Non più 13 ma 20 settembre, per il governo è quella la data in cui riportare al voto regioni, comuni e anche tutti gli elettori del referendum costituzionale sul taglio dei parlamentari. Dietro motivazioni sanitarie – il Comitato tecnico scientifico ha consigliato di votare, primo e secondo turno, entro settembre, non dimenticando di coprire l’imboccatura delle urne con uno strato di plexiglass lavabile – la maggioranza ha stretto un patto di reciproca convenienza. Si accontentano i presidenti di regione in cerca di una veloce riconferma – malgrado i due candidati Pd, il pugliese Emiliano e il campano De Luca, non siano popolarissimi al Nazareno hanno dalla loro parte il ministro Boccia – e si regala ai 5 Stelle una pacifica vittoria del Sì nel referendum costituzionale con il doping delle elezioni abbinate. Senza che ci sia il tempo di discutere sul serio la riforma: bisogna votare perché con i primi freddi il virus può tornare.

Ieri in commissione affari costituzionali il governo ha fatto ritirare un emendamento della relatrice grillina al decreto elezioni, la finestra nella quale si potranno tenere le elezioni regionali (in due giorni, ma la data esatta devono stabilirla i governatori) torna ad aprirsi a metà settembre, il giorno prescelto per l’election day è il 20. Pazienza se in questo modo il secondo turno – in Toscana e nei comuni – cadrebbe il 4 ottobre, un pelo fuori dal limite suggerito dai tecnici. Ai quali però non è stato fatto presente che le elezioni prevedono importanti momenti preparatori: la raccolta delle firme per le candidature e la campagna elettorale. Con il voto a fine settembre le firme andranno depositate entro fine agosto, dunque raccolte prima con le pinne, il costume e la mascherina. «Chi e come fermerà i cittadini invitandoli a sottoscrivere i moduli? Ci penseranno forse gli “assistenti civici” del ministro Boccia a facilitare questo esercizio dei diritti politici dei cittadini?» ha attaccato in commissione il deputato radicale di +Europa Magi. La risposta della maggioranza sta in uno sconto: le firme necessarie a presentare le candidature saranno ridotte a un terzo di quelle regolarmente necessarie. Quante precisamente dipende dalle regioni dove si vota (Puglia, Campania, Toscana, Marche, Liguria, Veneto) perché la materia in effetti sarebbe di competenza degli statuti regionali.

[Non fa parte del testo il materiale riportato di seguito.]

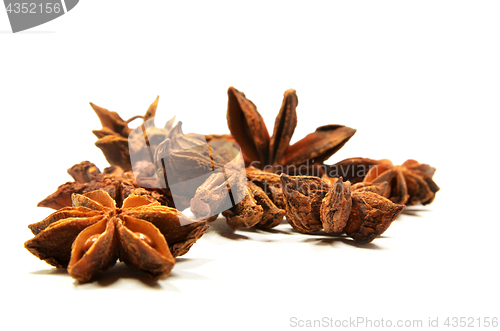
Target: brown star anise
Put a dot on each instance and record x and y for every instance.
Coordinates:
(90, 236)
(410, 183)
(313, 203)
(260, 150)
(113, 180)
(113, 137)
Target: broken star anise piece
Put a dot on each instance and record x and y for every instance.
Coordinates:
(88, 237)
(371, 214)
(336, 206)
(113, 137)
(410, 183)
(304, 196)
(262, 150)
(113, 180)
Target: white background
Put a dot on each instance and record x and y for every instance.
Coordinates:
(418, 79)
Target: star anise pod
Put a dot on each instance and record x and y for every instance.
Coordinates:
(118, 184)
(113, 137)
(135, 148)
(90, 236)
(263, 151)
(338, 207)
(371, 214)
(410, 183)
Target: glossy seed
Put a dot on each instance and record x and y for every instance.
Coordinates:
(144, 238)
(92, 239)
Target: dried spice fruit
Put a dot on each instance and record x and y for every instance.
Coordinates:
(371, 214)
(336, 206)
(262, 151)
(184, 163)
(88, 237)
(304, 195)
(270, 183)
(411, 183)
(353, 169)
(244, 214)
(113, 137)
(271, 215)
(219, 194)
(117, 183)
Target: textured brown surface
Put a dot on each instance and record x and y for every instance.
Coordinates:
(61, 238)
(304, 195)
(336, 206)
(371, 214)
(260, 150)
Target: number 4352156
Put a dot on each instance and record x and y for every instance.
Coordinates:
(471, 322)
(33, 8)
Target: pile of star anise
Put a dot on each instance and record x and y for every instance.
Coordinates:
(129, 211)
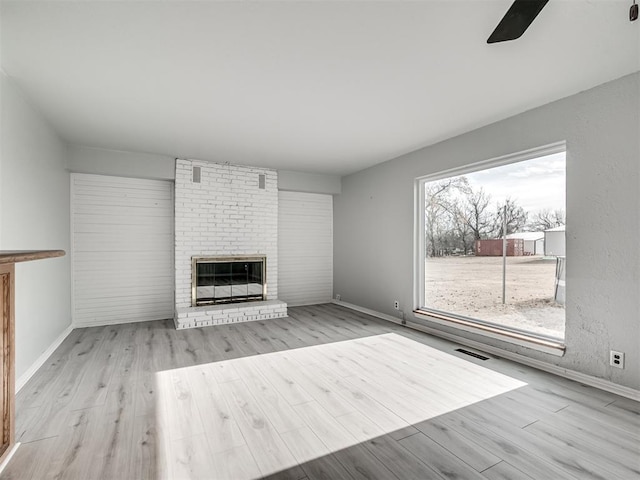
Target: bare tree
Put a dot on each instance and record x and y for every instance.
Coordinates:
(476, 212)
(516, 217)
(546, 219)
(439, 205)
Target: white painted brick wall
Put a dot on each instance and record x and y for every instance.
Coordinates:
(226, 214)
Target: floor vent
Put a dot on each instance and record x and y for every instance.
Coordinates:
(473, 354)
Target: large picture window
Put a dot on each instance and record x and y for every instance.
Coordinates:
(492, 244)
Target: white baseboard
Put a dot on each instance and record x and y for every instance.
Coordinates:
(7, 459)
(590, 380)
(24, 378)
(119, 321)
(368, 311)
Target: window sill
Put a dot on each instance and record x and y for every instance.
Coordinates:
(546, 345)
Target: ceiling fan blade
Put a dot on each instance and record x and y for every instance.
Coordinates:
(517, 20)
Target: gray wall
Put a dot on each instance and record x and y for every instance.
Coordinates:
(100, 161)
(34, 215)
(308, 182)
(374, 221)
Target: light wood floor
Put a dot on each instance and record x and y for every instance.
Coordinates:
(327, 393)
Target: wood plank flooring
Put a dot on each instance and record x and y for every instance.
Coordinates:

Ma più importante è il problema della data. Ieri sera la Conferenza delle regioni ha detto che il 20 è troppo tardi. Loro avrebbero votato a luglio, ma non potendo vorrebbero farlo il 6 o il 13 settembre, anche – dicono – per non spezzare nel vivo l’anno scolastico. La posizione è nota e può persino fare gioco al governo che si trova a dover mediare tra due richieste opposte: l’anticipo che vogliono le regioni e il posticipo «almeno al 27» che chiede l’opposizione. Perché è questo che hanno detto ieri Forza Italia e Fratelli d’Italia (la Lega che ha un governatore e mezzo in ballo, Zaia e Toti, preferisce star zitta). «Erano state le opposizioni a chiedere di andare oltre il 13 settembre, non si capisce perché continuino a protestare», commenta il capogruppo Pd in commissione Stefano Ceccanti. Ma il problema esiste. Il decreto arriva oggi in aula alla camera, senza accordo l’ostruzionismo del centrodestra costringerebbe il governo a mettere la fiducia. Ma Conte aveva annunciato che avrebbe condiviso le decisioni sulle elezioni con le opposizioni. Così come aveva promesso ai comitati per il No al referendum che li avrebbe consultati sulla nuova data. E invece no.